Créés pour répondre aux besoins de main-d’œuvre de certains secteurs, les flexi-jobs permettent à des travailleurs remplissant certaines conditions d’exercer une activité complémentaire avec un régime fiscal spécifique. Le système s’est largement développé ces dernières années. Selon les chiffres avancés par Jan Jambon, environ un quart de million de personnes occupent aujourd’hui un flexi-job, pour une moyenne d’environ 100 heures par an.
La majorité des utilisateurs disposent déjà d’un emploi principal. Le ministre indique que 83 % des personnes concernées travaillent également à temps plein. La question posée par le gouvernement concerne surtout les autres situations : certains travailleurs pourraient-ils réduire leur activité principale pour compenser leurs revenus avec un flexi-job ? Pour Jan Jambon, cette hypothèse concerne une minorité des cas, mais mérite d’être étudiée.
Des inquiétudes autour de l’emploi classique
Le débat porte sur un possible phénomène de remplacement entre les flexi-jobs et les contrats traditionnels. L’enjeu est de déterminer si certains employeurs utilisent ces contrats comme une alternative à des engagements classiques. Le secteur de l’horeca est particulièrement observé.
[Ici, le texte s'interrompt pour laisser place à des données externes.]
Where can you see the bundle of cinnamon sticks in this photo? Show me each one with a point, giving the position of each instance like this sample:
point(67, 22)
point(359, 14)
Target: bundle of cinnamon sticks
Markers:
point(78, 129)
Une analyse évaluée par le Conseil national du travail, à partir de travaux de la Cour des comptes et du Bureau fédéral du Plan, relève des signes laissant penser que ce phénomène pourrait exister dans certaines entreprises.
Cette observation ne signifie pas que les flexi-jobs remplacent systématiquement des emplois réguliers. Le dispositif reste aussi utilisé pour répondre à des besoins ponctuels et compléter les revenus de nombreux travailleurs.
Jan Jambon ne remet pas en cause l’élargissement récent des flexi-jobs
Malgré ces interrogations, le ministre des Finances ne demande pas l’abandon du système. Son objectif est plutôt d’évaluer son fonctionnement et d’identifier d’éventuels ajustements. L’extension récente des flexi-jobs, approuvée par le gouvernement fédéral, n’est donc pas remise en question à ce stade. Pour Jan Jambon, comme pour d’autres dispositifs liés au marché du travail, l’enjeu consiste à trouver un équilibre entre souplesse pour les entreprises et protection de l’emploi classique.
La réflexion intervient alors que le gouvernement fédéral examine plusieurs dispositifs fiscaux et sociaux dans le cadre de ses objectifs budgétaires. Le futur examen des flexi-jobs devra notamment répondre à une question centrale : ces contrats créent-ils une activité supplémentaire ou remplacent-ils parfois des emplois qui auraient existé sous une autre forme ? Les résultats de ces analyses pourraient alimenter les prochaines discussions sur l’évolution du marché du travail belge.